Fostamatinib ITP denied as duplicate or overlapping therapy by Aetna?
If two medications appear duplicative on paper but serve different clinical purposes (e.g., short-acting vs long-acting), the appeal needs to spell out the clinical rationale for both.
US health-plan appeal rights
Cite: Most US health plans have appeal rights under either the ACA, ERISA, or Medicare/Medicaid rules
Most US health plans are required by federal law to give you both an internal appeal (where the insurer reconsiders) and an external review (where an independent reviewer decides). The exact timelines and processes depend on what kind of plan you have — marketplace / employer group, self-funded, Medicare Advantage, or Medicaid MCO — but in every case there's a window after the denial during which you have the right to fight it.
What Aetna typically requires
Aetna's specific coverage criteria for fostamatinib itp are defined in its own published medical/coverage policy and the FDA-approved prescribing label. A successful appeal documents that your medical records satisfy each criterion those sources list — confirmed diagnosis, any required prior treatments (with dates and outcomes), and clinical severity. If the exact criteria weren't included with your denial, request them in writing; your appeal then maps each requirement to the matching fact in your chart.
The Aetna angle on Fostamatinib ITP
## Why Aetna Denied Fostamatinib (for ITP) as Duplicate Therapy
Aetna's duplicate-therapy denial for fostamatinib (Tavalisse) in immune thrombocytopenia (ITP) generally means the plan identified another ITP treatment — such as a thrombopoietin receptor agonist (TPO-RA), rituximab, or another agent — as active on your record and concluded that fostamatinib covers the same clinical purpose. This is a particularly contestable denial because fostamatinib has a distinct mechanism of action (spleen tyrosine kinase inhibition) compared to all other approved ITP therapies, meaning it is not mechanistically duplicative.
## Federal Appeal Framework
- Internal appeal: File within the deadline stated in the denial letter (typically 180 days for Aetna commercial plans). Aetna must respond within 30 days for non-urgent prospective requests.
- External review (ACA §2719 / ERISA §503): After an internal denial, request independent external review within approximately 4 months. An IRO with hematology expertise reviews the mechanistic-duplication question independently. Expedited review (72 hours) is available when platelet counts or bleeding risk make delay a serious health concern.

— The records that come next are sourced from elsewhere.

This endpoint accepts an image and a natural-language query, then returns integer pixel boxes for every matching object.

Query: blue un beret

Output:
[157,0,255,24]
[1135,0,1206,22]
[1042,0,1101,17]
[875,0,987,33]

## Documentation to Gather
1. Prior ITP treatment history: A complete, dated list of every ITP therapy you have received — drug, start date, end date, response achieved (platelet counts over time), and documented reason for stopping or switching. This establishes that prior agents are not currently duplicating fostamatinib's role. 2. Mechanistic distinction letter: A letter from the treating hematologist explaining that fostamatinib's mechanism is not replicated by any agent currently active on your record, and why your ITP has not been adequately controlled by prior or concurrent therapies. 3. Current disease severity: Recent platelet count history, bleeding episode documentation, and physician assessment of clinical urgency. 4. Applicable guideline reference: A reference to the relevant guideline body (e.g., the American Society of Hematology ITP guidelines) supporting use of fostamatinib in patients who have not responded to or are not candidates for other approved therapies.
## Criteria-Mapping Structure
Obtain Aetna's published clinical policy bulletin for fostamatinib and the FDA-approved prescribing label. List every coverage criterion and every exclusion. For each requirement, document the specific chart entry that satisfies it. For the duplication exclusion specifically, provide a side-by-side comparison of the mechanism of the allegedly duplicating drug versus fostamatinib's SYK-inhibition pathway, supported by your hematologist's letter.
Next steps
- Find the date on the denial letter — your appeal window starts there.
- Read your plan's Summary of Benefits and Coverage (SBC) for the specific deadlines.
- Request the insurer's claim file in writing — they must provide it.
- Submit your appeal in writing with new clinical evidence and a physician statement.